Amnesty wirft Myanmar Verbrechen vor
14. Juni 2017In den Kriegsregionen im Norden und Nordosten Myanmars haben Armee und bewaffnete Rebellen nach Recherchen von Amnesty International Verbrechen an den Angehörigen ethnischer Minderheiten verübt. Sie seien für Folter, Tötungen, Entführungen und andere schwere Menschenrechtsverletzungen verantwortlich, heißt es in einem Bericht der Organisation.
Sechs Jahre nach dem Waffenstillstand zwischen den Regierungstruppen und der Kachin-Unabhängigkeitsarmee, einer der größten bewaffneten Gruppen des Landes, haben die Kämpfe im Norden des Landes laut Amnesty eine neue Intensität erreicht. Die Armee nehme wahllos Dörfer unter Beschuss, berichtete die Menschenrechtsorganisation. Soldaten inhaftierten willkürlich Menschen, folterten und praktizierten außergerichtliche Hinrichtungen. In einigen Fällen handelt es sich nach Einschätzung Amnestys um Kriegsverbrechen.
"Bewaffnete Gruppen entführen Zivilisten und erpressen Geld von Dorfbewohnern in Konfliktgebieten", sagte Amnesty-Asien-Expertin Anika Becher. Immer wieder würden Männer und Kinder verschleppt und gezwungen, in den Gruppen zu kämpfen. Fast 100.000 Menschen seien aufgrund des Konflikts bereits gezwungen gewesen, ihre Häuser zu verlassen. Die Regierung habe die Situation vieler Binnenflüchtlinge zusätzlich verschlimmert, indem sie humanitären Organisationen den Zugang zu bestimmten Gebieten verwehre.
Die Menschenrechtsorganisation forderte die beteiligten Konfliktparteien auf, Zivilisten zu schützen. Menschenrechtsverletzungen müssen untersucht und die Verantwortlichen vor Gericht gestellt werden. Zudem müsse der Zugang für humanitäre Hilfe gewährleistet werden. Für die Dokumentation führte Amnesty zwischen März und Mai dieses Jahres mehr als 140 Interviews mit zivilen Opfern, Augenzeugen, Gemeindevertretern und Repräsentanten humanitärer Organisationen.
Dass Myanmars Militär Gräueltaten an den muslimischen Rohingya im Westen des Landes begehe, sei der internationalen Gemeinschaft bekannt, erklärte die Menschenrechtsorganisation. Im Bundesstaat Kachin im Norden und sowie im angrenzenden nördlichen Teil des Shan-Staates beobachte man ein ähnlich schockierendes Muster an Gewalt gegen die dortigen ethnischen Minderheiten. Der Konflikt war wieder aufgeflammt, nachdem die Armee im Juni 2011 einen 17-jährigen Waffenstillstand mit den Kachin-Rebellen gebrochen hatte. Menschenrechtlern vor Ort zufolge haben sich die blutigen Auseinandersetzungen seitdem mit jedem Jahr verschlimmert.

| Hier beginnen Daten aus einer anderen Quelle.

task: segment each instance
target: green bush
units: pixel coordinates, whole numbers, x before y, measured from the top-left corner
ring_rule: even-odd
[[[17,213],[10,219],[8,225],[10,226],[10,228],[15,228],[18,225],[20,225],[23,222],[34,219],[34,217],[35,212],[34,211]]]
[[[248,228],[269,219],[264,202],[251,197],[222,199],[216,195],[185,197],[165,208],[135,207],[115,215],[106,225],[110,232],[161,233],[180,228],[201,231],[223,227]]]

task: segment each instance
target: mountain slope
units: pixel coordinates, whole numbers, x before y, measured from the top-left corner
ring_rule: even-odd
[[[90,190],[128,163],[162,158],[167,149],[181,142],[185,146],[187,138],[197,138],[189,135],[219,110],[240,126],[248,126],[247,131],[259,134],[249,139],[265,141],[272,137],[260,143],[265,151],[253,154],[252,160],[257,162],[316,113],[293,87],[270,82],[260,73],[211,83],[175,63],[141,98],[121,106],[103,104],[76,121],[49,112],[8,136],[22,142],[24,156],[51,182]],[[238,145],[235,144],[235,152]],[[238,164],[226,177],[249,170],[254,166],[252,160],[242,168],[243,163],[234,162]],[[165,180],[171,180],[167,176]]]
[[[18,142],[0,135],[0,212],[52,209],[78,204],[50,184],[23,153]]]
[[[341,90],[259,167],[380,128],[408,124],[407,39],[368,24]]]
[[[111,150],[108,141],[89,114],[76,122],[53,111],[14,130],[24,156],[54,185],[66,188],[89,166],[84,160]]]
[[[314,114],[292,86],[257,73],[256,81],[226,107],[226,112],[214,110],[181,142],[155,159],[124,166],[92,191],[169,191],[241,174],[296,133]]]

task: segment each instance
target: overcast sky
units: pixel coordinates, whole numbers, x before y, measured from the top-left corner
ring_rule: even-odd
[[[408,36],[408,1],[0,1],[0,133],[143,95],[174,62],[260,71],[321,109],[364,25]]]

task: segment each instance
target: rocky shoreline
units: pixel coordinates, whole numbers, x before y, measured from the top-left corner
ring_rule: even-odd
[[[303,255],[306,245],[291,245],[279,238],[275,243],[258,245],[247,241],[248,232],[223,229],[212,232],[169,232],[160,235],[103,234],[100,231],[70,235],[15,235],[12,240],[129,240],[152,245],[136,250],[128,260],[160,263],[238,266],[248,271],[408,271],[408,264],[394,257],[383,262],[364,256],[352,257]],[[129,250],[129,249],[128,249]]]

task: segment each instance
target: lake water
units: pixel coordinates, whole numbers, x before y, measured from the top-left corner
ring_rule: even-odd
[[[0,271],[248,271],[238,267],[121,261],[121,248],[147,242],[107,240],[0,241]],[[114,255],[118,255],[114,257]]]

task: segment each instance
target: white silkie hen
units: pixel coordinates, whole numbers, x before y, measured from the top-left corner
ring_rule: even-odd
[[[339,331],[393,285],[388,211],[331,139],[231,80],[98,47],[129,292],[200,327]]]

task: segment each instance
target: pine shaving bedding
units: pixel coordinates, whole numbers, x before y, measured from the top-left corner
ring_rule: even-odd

Myanmar steht wegen des Vorgehens gegen Minderheiten international seit längerer Zeit in der Kritik. In dem Land hatte über Jahrzehnte hinweg das Militär geherrscht. Erst in den vergangenen Jahren hatte es sich wieder geöffnet. Seit vergangenem Jahr wird die Regierung von Friedensnobelpreisträgerin Aung Sang Suu Kyi geführt. Das Militär besetzt aber immer noch mehrere Schlüsselposten.